Media Access Control (MAC) English

Media access control is a sublayer of Layer 2 of the OSI model, which defines when data is transferred from a network element to the network environment, for example cable. It is used to prevent possible collisions in the network.

At the same time, the MAC sublayer is in the task of isolating the complexity of the physical network from the layers above it and keeping the upper layers away from the complexity of the physical network.

In the MAC sublayer, the frames coming from the upper layer are encapsulated and, if necessary, padding processes are applied to make them able to be transmitted from the network environment.

Finally, to diagnose the problems that may occur in the transmission of the frame, it adds a frame control sequence and waits its turn according to the access control method in the environment.

Media access control is generally divided into 2;

• Distributed Media Access Control: We can compare this method to waiting for a short moment of silence before speaking in a meeting room.

• Central Access Control: We can think of this method as the 'microphone right' in a conference. If the network element has the microphone right at that moment, it will start data transfer, if not, it will start waiting for its turn by taking a sequence number.

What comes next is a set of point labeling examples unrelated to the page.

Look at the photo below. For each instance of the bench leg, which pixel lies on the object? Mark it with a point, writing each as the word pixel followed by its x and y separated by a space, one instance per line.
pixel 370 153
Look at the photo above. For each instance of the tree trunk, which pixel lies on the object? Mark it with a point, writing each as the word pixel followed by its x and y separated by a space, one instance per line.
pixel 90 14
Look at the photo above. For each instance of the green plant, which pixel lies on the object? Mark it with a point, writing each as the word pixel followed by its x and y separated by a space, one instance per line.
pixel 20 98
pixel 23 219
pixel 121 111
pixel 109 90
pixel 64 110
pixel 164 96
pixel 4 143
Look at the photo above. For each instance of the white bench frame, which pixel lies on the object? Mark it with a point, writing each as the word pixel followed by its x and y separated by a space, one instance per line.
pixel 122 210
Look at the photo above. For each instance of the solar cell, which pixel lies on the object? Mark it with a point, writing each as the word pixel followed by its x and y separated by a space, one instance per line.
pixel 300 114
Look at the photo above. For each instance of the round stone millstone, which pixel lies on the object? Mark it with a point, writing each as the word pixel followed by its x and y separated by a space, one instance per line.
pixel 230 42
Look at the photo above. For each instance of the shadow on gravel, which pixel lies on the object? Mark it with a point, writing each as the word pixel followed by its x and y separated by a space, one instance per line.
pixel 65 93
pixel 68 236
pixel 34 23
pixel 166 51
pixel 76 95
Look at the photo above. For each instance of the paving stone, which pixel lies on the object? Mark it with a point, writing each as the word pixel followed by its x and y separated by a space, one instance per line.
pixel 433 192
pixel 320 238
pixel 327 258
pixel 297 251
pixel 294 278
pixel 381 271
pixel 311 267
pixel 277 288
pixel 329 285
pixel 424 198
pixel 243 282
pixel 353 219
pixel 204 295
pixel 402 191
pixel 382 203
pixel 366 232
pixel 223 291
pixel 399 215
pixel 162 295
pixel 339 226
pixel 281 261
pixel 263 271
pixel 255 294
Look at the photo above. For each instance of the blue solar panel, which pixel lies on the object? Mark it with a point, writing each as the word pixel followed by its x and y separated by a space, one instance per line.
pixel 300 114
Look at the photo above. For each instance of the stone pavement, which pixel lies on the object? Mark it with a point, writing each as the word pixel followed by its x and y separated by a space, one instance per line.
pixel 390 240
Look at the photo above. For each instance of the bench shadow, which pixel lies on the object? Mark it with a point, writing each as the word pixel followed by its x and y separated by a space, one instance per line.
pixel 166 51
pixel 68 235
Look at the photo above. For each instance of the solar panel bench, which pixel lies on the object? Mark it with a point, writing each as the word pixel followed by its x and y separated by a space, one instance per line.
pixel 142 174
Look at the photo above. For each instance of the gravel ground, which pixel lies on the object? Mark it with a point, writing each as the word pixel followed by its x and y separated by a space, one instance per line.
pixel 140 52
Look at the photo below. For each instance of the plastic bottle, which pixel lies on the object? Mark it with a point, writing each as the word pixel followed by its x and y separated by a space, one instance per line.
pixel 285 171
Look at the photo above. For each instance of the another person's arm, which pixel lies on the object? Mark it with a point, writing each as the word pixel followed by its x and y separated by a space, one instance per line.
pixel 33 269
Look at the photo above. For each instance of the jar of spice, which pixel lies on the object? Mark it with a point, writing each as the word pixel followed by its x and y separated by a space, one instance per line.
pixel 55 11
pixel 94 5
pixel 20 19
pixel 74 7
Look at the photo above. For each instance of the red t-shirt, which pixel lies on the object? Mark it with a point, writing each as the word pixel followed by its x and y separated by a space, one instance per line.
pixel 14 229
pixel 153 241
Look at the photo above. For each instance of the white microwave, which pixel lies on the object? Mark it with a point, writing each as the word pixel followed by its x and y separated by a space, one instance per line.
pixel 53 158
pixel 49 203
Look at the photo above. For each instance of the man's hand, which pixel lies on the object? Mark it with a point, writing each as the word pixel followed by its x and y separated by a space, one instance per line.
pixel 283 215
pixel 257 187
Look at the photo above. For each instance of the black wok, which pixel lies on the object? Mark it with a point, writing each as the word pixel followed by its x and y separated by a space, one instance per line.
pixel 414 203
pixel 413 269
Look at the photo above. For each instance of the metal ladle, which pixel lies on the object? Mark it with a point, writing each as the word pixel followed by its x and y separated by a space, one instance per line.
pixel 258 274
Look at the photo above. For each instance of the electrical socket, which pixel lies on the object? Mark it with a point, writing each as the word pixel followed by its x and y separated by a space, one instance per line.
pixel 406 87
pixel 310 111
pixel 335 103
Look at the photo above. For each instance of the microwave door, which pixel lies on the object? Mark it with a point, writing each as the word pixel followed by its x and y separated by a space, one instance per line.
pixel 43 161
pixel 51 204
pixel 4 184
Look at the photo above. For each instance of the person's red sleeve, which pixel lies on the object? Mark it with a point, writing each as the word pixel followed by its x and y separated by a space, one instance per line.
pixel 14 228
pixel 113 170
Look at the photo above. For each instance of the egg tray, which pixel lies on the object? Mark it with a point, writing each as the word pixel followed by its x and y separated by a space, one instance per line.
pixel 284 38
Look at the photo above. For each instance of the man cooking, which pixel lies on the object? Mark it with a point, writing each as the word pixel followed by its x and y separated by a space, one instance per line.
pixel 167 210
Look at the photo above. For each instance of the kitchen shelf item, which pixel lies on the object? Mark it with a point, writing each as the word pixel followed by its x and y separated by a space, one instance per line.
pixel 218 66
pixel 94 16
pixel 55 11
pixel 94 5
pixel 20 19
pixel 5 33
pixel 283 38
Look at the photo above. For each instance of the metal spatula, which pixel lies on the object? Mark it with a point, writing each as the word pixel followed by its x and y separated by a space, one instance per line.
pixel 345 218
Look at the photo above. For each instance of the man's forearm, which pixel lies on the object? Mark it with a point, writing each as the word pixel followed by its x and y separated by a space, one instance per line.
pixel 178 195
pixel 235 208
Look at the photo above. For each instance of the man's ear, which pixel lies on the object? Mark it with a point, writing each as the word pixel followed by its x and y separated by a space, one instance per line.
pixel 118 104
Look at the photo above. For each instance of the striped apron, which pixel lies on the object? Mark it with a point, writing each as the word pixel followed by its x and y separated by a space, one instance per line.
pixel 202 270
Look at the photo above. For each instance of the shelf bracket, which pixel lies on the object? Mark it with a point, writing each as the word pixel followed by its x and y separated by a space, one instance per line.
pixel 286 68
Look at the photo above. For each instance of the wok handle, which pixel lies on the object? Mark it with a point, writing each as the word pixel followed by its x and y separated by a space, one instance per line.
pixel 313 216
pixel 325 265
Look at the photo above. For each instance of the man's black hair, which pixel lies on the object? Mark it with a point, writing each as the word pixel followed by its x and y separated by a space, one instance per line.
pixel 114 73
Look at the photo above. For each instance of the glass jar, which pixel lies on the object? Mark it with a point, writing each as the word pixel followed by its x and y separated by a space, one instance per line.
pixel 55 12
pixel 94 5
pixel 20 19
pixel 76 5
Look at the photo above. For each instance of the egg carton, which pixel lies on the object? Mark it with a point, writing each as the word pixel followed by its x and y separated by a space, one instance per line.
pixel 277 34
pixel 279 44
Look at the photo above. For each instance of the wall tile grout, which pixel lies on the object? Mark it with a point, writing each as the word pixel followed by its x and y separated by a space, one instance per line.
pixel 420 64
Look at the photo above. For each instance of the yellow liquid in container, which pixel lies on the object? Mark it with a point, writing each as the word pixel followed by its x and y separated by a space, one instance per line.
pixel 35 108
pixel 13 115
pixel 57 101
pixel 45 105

In topologies that contain collision domains (for example, topologies such as path, ring, and mesh), although the MAC wants to prevent collisions, it tries to retransmit the frame in order to preserve the integrity of the data in case of collisions.

The information whether data integrity is preserved in terms of MAC can be understood by examining the frame control sequence of the incoming frame.

According to IEEE Std 802-2001, Basic Functions Performed by MAC Sublayer are as follows;

• Frame limitation and recognition

• Addressing of target stations (both as individual stations and groups of stations)

• Transmission of source station addressing information

• Transparent data transfer of LLC PDUs or equivalent information on the Ethernet sublayer

• Protection against errors in general through the creation and checking of frame check sequences

• Control of access to the physical transmission medium

MAC Addresses

Local network addresses used in FDDI networks in IEEE 802 networks are called media access control addresses (MAC Address). The MAC address is intended to be completely unique.

The MAC address is usually engraved on the network interface hardware at the time of manufacture by the manufacturer.

The first 24 bits of this 48-bit address are defined by IANA specifically for the manufacturer. The last 24 bits are defined by the hardware manufacturer.

The MAC address enables communication between network elements in cases where the network layer is not reached.

In order to help a packet accessing the subnet with the MAC address to reach the IP address it wants to reach, it supports the frames to reach the correct network element by providing IP and MAC address matching with NDP (Neighbor Discovery Protocol) in ARP (Address Resolution Protocol) and IPv6 applications in IPv4 applications.

Media Access Control Methods

• Carrier-detection multiple access and collision avoidance (CSMA/CA)

• Carrier-detection multiple access and collision detection (CSMA/CD)

• Request priority

• Token pass

Carrier-sensing multiple access and collision avoidance (CSMA/CA);

In this method, the device that wants to use the network environment first sends a signal. Thanks to this signal, other network elements in the network environment go into a waiting state for a certain period of time and frame transmission avoids collision.

Carrier-detection multiple access and collision detection (CSMA/CD);

In this method, the device that wants to use the network environment observes the network environment and decides whether there is a signal transmission. If there is no signal transmission, it starts data transmission. In the event of a collision, data transmission is restarted.

Request priority;

In this method, the device that wants to use the network environment waits to be authorized by the 'active center' structure. It starts the data transmission after the authorization has taken place.

Token pass;

In this method, the device that wants to use the network environment should have a small frame called 'free token'. After the data transmission is complete, the next free token holder gains the authorization to use the network environment.